The impact of the air-fluorescence yield on the reconstructed shower parameters of ultra-high energy cosmic rays
M. Monasor, J.R. Vazquez, D. Garcia-Pinto, F. Arqueros

TL;DR
This paper examines how variations in fluorescence yield data, influenced by atmospheric conditions like humidity and temperature, affect the accuracy of reconstructing cosmic ray shower parameters such as energy and depth.
Contribution
It introduces a method to evaluate the impact of different fluorescence yield assumptions on shower reconstruction, considering atmospheric dependencies.
Findings
Water vapor and temperature significantly affect fluorescence yield.
Variations in yield data lead to measurable differences in energy and depth estimates.

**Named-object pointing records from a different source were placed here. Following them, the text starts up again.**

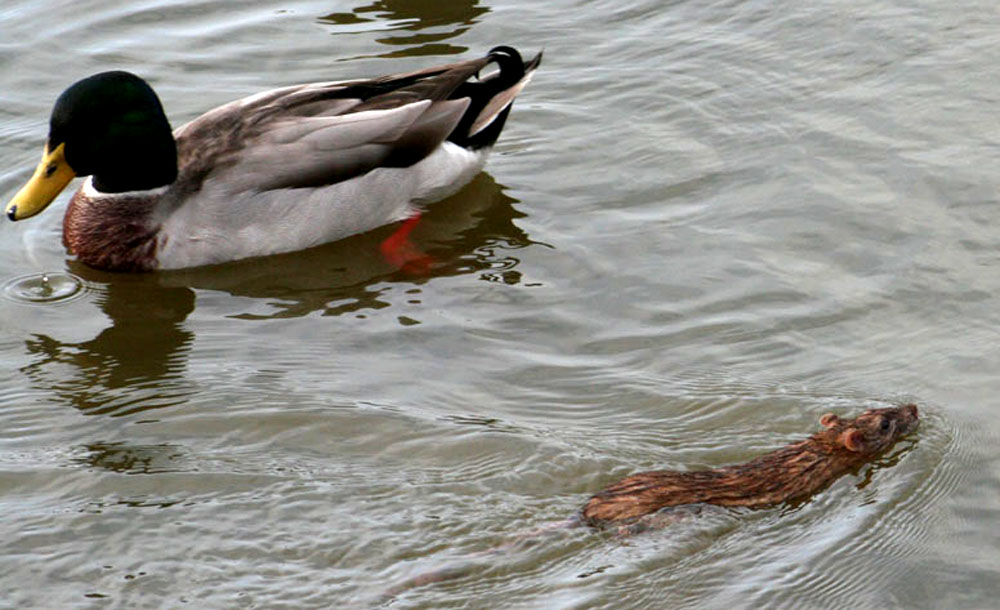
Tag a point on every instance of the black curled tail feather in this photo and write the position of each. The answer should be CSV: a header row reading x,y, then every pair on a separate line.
x,y
482,123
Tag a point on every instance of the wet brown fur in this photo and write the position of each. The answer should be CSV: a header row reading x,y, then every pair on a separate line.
x,y
789,473
116,234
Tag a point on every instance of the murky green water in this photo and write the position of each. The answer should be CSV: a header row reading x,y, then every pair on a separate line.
x,y
705,225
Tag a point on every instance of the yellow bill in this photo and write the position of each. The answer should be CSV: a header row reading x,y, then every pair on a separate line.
x,y
51,177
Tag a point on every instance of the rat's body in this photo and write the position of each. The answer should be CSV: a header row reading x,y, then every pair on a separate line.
x,y
792,472
795,471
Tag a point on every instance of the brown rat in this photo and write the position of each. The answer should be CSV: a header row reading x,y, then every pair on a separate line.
x,y
792,472
789,473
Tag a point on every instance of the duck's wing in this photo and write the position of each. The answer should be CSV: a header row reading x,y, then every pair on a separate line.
x,y
324,133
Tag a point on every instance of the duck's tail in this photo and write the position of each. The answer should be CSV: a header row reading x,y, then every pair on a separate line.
x,y
491,97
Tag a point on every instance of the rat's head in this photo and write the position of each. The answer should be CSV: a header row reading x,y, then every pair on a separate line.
x,y
873,431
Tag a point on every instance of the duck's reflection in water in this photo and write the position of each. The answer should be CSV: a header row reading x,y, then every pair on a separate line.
x,y
419,27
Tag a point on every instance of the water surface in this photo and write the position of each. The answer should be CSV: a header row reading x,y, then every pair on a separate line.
x,y
705,225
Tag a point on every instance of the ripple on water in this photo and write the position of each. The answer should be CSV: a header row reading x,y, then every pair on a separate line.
x,y
44,288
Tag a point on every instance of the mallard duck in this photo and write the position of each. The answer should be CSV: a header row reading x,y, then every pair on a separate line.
x,y
279,171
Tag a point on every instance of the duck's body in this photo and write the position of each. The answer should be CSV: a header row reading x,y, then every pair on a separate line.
x,y
276,172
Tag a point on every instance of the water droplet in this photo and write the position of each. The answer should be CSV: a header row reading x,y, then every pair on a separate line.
x,y
44,288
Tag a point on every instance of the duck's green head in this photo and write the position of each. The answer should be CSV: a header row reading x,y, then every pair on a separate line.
x,y
110,125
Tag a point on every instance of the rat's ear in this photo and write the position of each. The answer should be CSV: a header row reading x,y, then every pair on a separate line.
x,y
853,439
829,420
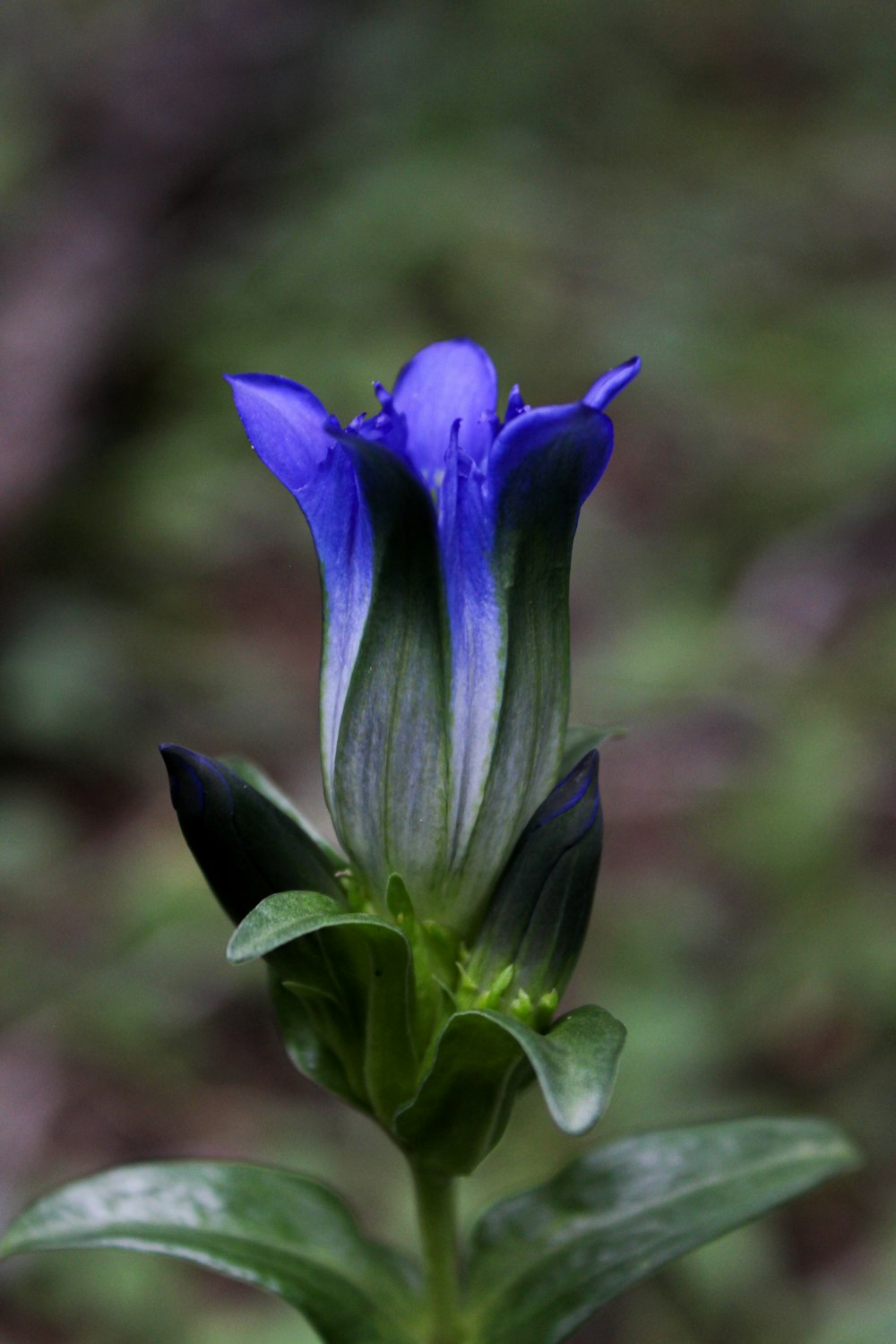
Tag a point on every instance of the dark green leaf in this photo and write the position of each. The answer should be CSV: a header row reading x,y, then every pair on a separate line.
x,y
258,780
544,1261
280,1231
245,844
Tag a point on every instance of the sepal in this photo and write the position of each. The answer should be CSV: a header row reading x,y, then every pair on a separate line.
x,y
538,917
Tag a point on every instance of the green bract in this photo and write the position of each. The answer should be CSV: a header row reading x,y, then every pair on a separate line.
x,y
418,976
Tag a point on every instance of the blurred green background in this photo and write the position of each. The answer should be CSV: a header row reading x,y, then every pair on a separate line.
x,y
317,188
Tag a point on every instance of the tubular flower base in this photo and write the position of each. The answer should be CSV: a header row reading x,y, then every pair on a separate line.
x,y
444,537
418,975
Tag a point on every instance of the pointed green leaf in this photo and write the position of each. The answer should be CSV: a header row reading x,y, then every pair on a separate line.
x,y
575,1064
543,1262
273,1228
581,738
306,1047
368,964
482,1058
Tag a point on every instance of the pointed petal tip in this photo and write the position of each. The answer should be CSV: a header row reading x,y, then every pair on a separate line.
x,y
185,780
611,383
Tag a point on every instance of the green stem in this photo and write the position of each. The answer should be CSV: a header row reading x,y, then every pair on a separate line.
x,y
438,1234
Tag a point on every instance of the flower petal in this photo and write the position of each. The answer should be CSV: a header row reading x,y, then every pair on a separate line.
x,y
389,800
508,591
287,426
445,382
610,384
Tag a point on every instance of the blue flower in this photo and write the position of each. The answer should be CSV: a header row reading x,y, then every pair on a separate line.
x,y
444,537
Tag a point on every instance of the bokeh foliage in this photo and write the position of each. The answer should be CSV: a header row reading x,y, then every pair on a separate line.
x,y
317,190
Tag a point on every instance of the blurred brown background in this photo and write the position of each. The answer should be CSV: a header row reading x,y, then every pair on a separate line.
x,y
316,190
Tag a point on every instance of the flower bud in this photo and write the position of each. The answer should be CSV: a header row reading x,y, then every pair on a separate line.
x,y
246,847
538,917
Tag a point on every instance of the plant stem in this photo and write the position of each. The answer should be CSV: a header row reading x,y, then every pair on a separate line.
x,y
438,1234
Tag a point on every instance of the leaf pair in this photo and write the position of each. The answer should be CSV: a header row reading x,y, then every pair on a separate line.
x,y
538,1263
450,1105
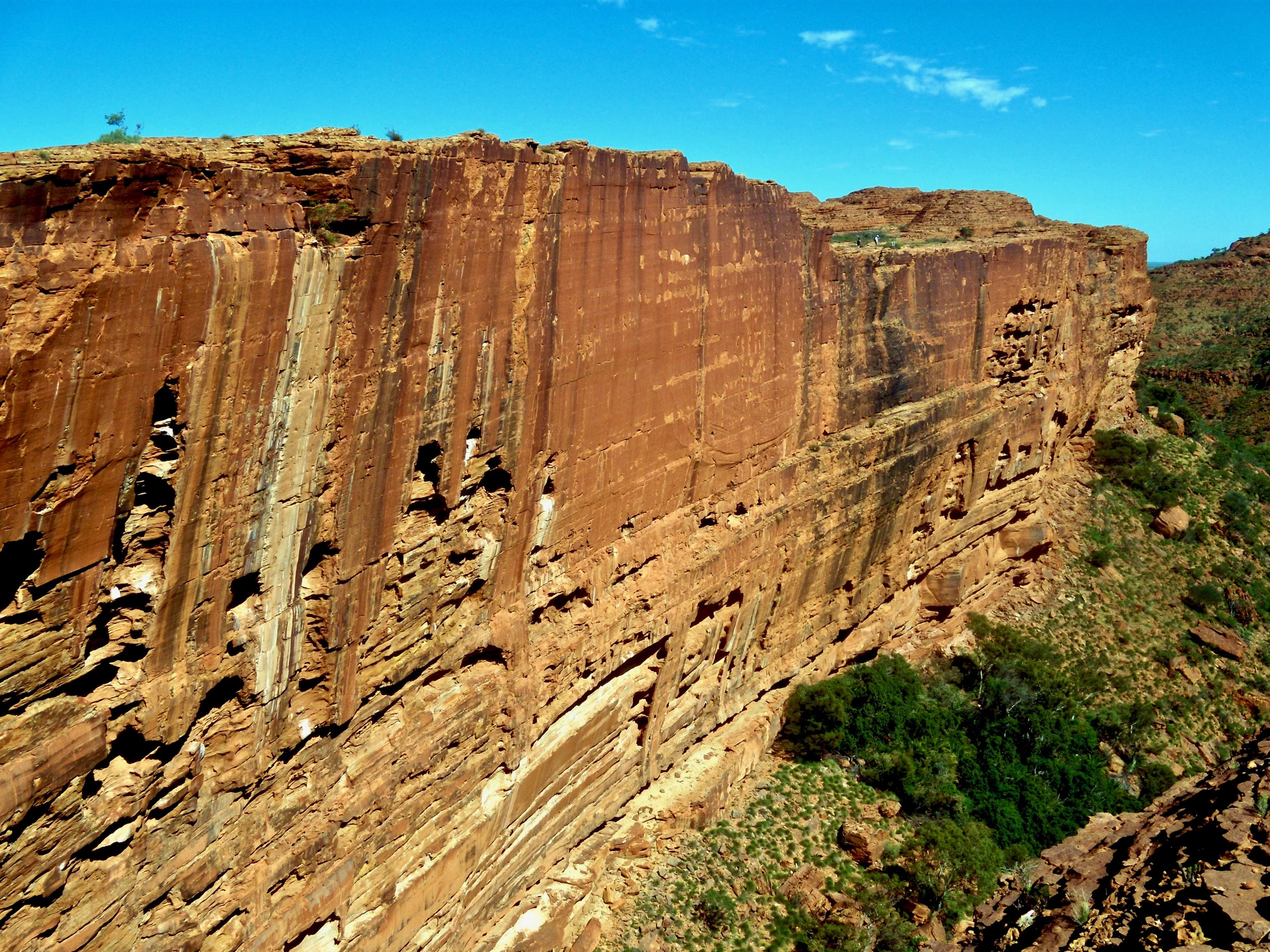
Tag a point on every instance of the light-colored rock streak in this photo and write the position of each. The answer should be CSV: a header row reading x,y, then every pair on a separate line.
x,y
294,467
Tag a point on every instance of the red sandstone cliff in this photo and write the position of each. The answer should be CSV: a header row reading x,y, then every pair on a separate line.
x,y
369,582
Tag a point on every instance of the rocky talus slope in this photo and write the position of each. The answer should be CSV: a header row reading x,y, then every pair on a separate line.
x,y
388,528
1192,873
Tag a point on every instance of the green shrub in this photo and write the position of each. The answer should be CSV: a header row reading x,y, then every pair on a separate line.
x,y
1204,597
1135,464
1241,517
954,864
714,909
119,133
1004,737
865,238
1154,780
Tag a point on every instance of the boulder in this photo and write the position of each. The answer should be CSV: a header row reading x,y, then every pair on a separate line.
x,y
1220,639
864,845
803,886
1172,522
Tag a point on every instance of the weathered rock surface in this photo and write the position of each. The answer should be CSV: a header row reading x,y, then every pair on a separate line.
x,y
1189,873
1172,522
393,531
1220,639
920,214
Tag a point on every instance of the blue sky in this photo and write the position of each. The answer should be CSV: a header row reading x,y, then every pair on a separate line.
x,y
1146,115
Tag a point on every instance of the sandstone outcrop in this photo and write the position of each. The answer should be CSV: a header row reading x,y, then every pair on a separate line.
x,y
1188,873
1172,522
943,214
391,532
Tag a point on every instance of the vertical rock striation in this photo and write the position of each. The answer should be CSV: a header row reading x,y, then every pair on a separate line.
x,y
390,531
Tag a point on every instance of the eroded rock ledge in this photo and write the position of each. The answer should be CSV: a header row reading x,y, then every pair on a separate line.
x,y
367,584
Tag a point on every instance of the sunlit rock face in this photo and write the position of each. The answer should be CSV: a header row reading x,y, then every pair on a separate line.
x,y
391,531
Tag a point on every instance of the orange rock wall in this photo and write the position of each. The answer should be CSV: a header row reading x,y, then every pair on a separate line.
x,y
365,586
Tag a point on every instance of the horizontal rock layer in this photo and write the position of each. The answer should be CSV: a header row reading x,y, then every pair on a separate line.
x,y
388,526
1189,873
943,214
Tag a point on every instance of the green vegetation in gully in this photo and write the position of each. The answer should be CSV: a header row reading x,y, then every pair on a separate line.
x,y
1213,336
1095,701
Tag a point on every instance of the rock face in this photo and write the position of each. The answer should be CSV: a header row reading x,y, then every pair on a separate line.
x,y
391,531
1172,522
1189,873
919,214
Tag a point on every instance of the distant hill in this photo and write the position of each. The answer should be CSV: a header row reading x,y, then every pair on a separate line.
x,y
1212,340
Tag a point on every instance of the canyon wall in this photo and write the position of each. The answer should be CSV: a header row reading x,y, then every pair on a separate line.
x,y
393,531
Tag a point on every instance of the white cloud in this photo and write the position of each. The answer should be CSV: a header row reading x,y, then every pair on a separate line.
x,y
828,38
916,77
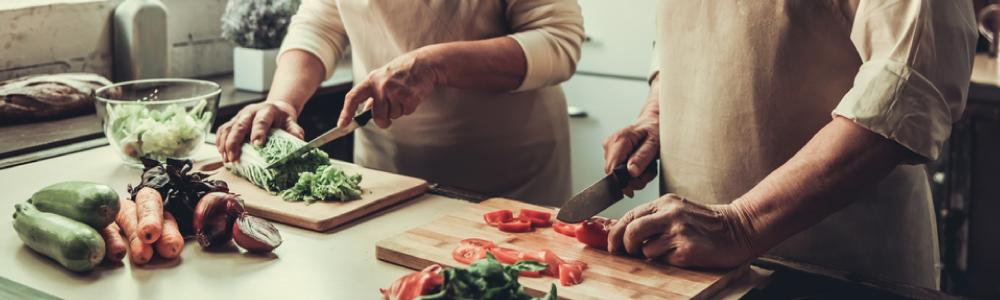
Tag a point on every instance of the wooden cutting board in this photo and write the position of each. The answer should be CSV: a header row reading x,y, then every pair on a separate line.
x,y
607,277
378,190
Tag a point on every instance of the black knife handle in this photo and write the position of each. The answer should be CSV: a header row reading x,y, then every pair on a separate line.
x,y
621,172
363,117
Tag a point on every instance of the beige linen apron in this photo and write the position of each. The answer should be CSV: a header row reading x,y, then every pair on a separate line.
x,y
501,143
744,85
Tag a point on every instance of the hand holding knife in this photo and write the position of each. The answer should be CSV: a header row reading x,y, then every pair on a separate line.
x,y
358,121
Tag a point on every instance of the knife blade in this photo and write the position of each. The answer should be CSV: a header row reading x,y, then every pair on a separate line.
x,y
358,121
598,196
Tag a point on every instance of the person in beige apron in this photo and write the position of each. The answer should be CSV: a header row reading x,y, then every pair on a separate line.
x,y
739,114
464,93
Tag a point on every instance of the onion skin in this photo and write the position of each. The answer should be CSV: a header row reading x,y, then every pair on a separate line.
x,y
256,235
212,222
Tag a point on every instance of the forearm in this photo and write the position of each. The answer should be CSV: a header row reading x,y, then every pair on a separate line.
x,y
297,77
497,63
842,161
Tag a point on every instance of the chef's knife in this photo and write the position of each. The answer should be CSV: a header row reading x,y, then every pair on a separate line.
x,y
599,196
358,121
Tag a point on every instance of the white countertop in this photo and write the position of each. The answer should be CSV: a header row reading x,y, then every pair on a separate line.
x,y
337,264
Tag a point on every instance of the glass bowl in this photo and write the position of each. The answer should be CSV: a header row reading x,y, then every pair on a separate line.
x,y
157,118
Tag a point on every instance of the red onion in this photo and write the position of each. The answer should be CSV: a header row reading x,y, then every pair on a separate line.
x,y
255,234
212,222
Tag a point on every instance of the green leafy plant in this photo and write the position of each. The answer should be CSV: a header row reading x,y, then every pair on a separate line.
x,y
308,177
488,279
258,24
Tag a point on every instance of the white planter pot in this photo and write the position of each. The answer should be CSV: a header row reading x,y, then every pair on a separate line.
x,y
253,69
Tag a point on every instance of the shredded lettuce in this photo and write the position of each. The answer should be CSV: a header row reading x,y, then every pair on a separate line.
x,y
306,178
157,134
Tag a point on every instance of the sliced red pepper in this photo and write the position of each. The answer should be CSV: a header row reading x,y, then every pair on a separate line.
x,y
594,232
553,260
535,222
467,254
496,217
576,263
565,229
532,274
505,255
570,275
477,242
514,225
415,284
534,214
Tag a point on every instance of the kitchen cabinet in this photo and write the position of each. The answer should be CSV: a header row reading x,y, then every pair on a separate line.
x,y
610,104
619,38
609,88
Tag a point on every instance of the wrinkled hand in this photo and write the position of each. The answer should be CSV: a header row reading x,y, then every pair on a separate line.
x,y
639,144
684,233
256,120
395,90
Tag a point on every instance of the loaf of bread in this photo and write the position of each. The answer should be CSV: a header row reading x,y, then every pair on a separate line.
x,y
46,97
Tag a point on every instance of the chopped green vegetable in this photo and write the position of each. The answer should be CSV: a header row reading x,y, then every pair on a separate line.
x,y
157,134
308,177
488,279
327,183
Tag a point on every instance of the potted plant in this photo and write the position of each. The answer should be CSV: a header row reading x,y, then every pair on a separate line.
x,y
257,28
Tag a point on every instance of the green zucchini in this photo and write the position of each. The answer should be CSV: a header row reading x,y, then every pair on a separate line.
x,y
75,245
93,204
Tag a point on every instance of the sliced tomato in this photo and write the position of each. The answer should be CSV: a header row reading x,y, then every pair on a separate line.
x,y
538,218
570,275
594,232
477,243
505,255
496,217
514,225
467,254
415,285
576,263
565,229
534,214
532,274
553,260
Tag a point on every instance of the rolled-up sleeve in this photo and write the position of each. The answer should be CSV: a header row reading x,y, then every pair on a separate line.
x,y
917,59
550,33
318,29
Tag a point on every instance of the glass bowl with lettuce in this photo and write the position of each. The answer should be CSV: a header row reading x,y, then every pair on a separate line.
x,y
157,118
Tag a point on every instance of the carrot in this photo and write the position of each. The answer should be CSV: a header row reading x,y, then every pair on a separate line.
x,y
113,242
171,243
140,252
149,209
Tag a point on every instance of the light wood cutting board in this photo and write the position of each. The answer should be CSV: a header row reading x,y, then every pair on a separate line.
x,y
378,190
608,276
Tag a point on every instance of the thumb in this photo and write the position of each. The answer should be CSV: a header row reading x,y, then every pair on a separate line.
x,y
354,98
646,153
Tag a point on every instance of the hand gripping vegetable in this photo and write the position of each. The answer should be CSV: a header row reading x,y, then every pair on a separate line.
x,y
139,252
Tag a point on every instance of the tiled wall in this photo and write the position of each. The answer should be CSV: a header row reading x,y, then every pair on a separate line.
x,y
76,36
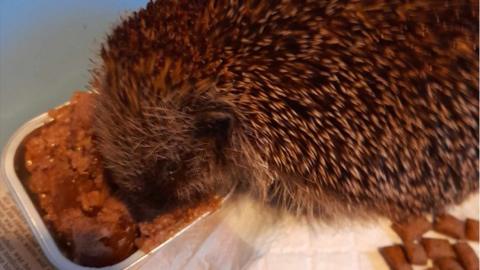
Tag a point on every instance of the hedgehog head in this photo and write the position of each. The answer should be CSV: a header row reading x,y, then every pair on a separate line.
x,y
162,137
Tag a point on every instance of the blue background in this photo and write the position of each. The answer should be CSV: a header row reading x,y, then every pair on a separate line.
x,y
46,49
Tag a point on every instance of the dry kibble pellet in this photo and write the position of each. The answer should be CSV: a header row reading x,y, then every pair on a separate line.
x,y
395,257
466,255
450,226
415,253
471,229
448,264
437,248
412,229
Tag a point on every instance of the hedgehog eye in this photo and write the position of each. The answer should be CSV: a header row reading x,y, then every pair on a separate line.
x,y
213,124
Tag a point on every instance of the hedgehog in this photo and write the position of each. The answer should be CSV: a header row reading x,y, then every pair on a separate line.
x,y
316,108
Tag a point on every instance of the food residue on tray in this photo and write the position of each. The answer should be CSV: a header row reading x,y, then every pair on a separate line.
x,y
91,226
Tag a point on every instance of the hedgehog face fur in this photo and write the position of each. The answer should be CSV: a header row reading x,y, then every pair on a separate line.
x,y
317,107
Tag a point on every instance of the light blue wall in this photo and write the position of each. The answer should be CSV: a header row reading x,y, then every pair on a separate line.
x,y
45,47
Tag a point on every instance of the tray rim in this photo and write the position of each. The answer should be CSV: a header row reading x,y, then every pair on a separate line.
x,y
34,220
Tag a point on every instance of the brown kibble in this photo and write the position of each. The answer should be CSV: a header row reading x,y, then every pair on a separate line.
x,y
415,253
395,257
448,264
412,229
466,255
471,229
438,248
450,226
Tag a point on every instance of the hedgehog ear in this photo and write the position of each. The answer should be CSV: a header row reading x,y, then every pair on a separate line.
x,y
214,124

The proposed method quantifies these effects for improved cosmic ray analysis.
Abstract
An accurate knowledge of the fluorescence yield and its dependence on atmospheric properties such as pressure, temperature or humidity is essential to obtain a reliable measurement of the primary energy of cosmic rays in experiments using the fluorescence technique. In this work, several sets of fluorescence yield data (i.e. absolute value and quenching parameters) are described and compared. A simple procedure to study the effect of the assumed fluorescence yield on the reconstructed shower parameters (energy and shower maximum depth) as a function of the primary features has been developed. As an application, the effect of water vapor and temperature dependence of the collisional cross section on the fluorescence yield and its impact on the reconstruction of primary energy and shower maximum depth has been studied.